OK, I'm familiar with this tech. Its really just a form of battery for electrical energy storage.
To make a heat engine efficient, it needs the heat source to be very hot compared to the sink temperature (around 300K). There is no problem at all making heat at that temp using resistive heating. None.
Graphite is used because it is stable at very high temperatures (if it doesn't catch on fire), cheap, AND its low atomic mass and loose molecular structure give it very high specific heat per mass/volume. Its the hands down choice for a thermal storage material at high temps, just like water is a no brainer at 80°C.
In principle, such a system would have (1) no moving parts to wear out (2) no chemical reactions like a battery (and unlimited cycle life) and (3) be very scalable bc you just make the thermal mass as big as you want (and parasitic losses vanish when you scale up).
V nice in principle, bur far from ready for prime time. 40% efficiency means the 'battery' has a 40% round trip efficiency for electricity to electricity, way worse than a chemical (or flow) battery.
The article is exciting bc it is better than making hydrogen from electrolysis and turning it back into electricity using a fuel cell.
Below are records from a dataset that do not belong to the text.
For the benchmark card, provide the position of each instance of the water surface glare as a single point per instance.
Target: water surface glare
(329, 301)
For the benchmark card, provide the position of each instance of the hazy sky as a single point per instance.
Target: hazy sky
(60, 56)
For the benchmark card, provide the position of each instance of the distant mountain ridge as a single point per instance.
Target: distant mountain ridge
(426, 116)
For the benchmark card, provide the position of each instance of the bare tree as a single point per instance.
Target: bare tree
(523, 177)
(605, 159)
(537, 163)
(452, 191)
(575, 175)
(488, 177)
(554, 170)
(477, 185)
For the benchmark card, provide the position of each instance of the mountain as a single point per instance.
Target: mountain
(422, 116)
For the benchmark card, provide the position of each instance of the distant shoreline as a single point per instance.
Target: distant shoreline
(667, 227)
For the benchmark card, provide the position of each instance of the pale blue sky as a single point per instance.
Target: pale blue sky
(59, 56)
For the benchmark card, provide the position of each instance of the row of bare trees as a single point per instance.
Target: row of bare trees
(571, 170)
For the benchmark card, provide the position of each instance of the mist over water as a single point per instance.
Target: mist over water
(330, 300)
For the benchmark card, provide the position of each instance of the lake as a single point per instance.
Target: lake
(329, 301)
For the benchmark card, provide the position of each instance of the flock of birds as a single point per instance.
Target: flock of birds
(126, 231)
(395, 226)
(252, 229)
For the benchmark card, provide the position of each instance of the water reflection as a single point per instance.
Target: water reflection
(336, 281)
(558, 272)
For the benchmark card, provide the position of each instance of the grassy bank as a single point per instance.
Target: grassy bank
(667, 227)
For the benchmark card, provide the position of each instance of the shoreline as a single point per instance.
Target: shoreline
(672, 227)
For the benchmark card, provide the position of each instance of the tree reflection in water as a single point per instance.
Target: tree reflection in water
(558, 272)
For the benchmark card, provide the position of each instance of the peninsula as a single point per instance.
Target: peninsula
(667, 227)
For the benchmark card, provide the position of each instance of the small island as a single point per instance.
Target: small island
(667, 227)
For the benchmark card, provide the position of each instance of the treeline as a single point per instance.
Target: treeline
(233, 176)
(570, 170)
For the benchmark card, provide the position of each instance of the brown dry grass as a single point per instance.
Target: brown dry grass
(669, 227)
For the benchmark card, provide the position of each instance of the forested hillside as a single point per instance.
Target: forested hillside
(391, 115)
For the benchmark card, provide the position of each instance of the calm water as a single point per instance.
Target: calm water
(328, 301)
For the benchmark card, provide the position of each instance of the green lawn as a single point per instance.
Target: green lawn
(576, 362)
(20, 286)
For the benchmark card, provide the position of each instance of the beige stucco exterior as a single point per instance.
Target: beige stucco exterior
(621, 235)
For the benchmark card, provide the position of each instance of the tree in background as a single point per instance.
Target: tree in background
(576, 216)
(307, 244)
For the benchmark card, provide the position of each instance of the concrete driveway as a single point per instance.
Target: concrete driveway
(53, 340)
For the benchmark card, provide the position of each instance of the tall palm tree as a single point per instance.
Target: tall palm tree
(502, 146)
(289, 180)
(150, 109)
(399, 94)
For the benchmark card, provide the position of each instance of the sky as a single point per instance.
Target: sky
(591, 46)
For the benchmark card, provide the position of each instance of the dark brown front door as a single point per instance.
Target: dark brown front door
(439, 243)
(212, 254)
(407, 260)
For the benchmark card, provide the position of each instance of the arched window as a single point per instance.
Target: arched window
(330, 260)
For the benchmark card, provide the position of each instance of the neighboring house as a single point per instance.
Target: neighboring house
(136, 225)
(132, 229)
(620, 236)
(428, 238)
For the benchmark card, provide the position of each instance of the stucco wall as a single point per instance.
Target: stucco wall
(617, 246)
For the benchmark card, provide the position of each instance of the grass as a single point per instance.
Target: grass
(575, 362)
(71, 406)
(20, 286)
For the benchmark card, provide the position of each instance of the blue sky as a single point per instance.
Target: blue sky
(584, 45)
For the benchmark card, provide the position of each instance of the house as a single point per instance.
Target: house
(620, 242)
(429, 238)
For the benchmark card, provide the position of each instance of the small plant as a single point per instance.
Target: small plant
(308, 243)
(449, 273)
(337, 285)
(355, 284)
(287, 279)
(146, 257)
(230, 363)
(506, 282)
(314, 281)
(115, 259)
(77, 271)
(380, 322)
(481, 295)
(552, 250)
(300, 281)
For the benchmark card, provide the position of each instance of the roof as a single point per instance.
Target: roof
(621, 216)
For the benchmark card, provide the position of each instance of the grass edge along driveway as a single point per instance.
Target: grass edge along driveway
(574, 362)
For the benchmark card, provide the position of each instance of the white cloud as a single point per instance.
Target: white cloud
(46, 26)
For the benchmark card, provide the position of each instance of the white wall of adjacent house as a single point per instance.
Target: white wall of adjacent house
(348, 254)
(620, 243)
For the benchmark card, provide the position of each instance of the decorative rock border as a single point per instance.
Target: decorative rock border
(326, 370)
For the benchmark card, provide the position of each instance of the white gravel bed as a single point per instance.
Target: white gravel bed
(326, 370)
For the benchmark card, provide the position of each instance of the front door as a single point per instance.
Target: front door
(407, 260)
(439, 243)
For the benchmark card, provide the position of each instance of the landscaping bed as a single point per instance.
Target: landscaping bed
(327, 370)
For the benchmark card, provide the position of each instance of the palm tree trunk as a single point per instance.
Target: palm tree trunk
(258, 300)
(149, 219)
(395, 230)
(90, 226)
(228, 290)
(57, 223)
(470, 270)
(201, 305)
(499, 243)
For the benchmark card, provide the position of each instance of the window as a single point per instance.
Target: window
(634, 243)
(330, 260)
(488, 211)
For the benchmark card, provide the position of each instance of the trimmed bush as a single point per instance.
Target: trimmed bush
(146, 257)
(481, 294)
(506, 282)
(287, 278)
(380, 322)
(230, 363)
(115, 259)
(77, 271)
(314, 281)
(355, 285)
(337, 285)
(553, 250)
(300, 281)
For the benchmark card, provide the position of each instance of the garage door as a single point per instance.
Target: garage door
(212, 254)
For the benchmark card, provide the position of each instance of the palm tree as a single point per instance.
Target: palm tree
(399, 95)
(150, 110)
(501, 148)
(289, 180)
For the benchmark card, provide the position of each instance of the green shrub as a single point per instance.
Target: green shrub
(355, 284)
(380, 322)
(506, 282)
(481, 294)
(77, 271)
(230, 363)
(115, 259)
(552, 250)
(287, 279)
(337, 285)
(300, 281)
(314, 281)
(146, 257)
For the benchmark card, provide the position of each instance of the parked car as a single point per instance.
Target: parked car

That has about a 40% current efficiency also:
Hydrogen fuel cell efficiency falls short compared to lithium-ion batteries when it comes to forklift fleet; find out how in this helpful guide.
www.fluxpower.com
Similarly, compressed air energy storage (CAES) is also about 40% cycle efficiency, not counting useful waste heat.
en.wikipedia.org
So there you are... before saying that all three of these systems are crazy bc they have 40% efficiency, remember that that fleet of ICE vehicles you see swarming the streets world-wide has a well to wheels efficiency <25%.
As PV gets cheaper, overbuilding it by 2.5X will not be a big cost/deal. All three of these techs (heat battery/H2/CAES) will compete with each other based upon $/kWh stored.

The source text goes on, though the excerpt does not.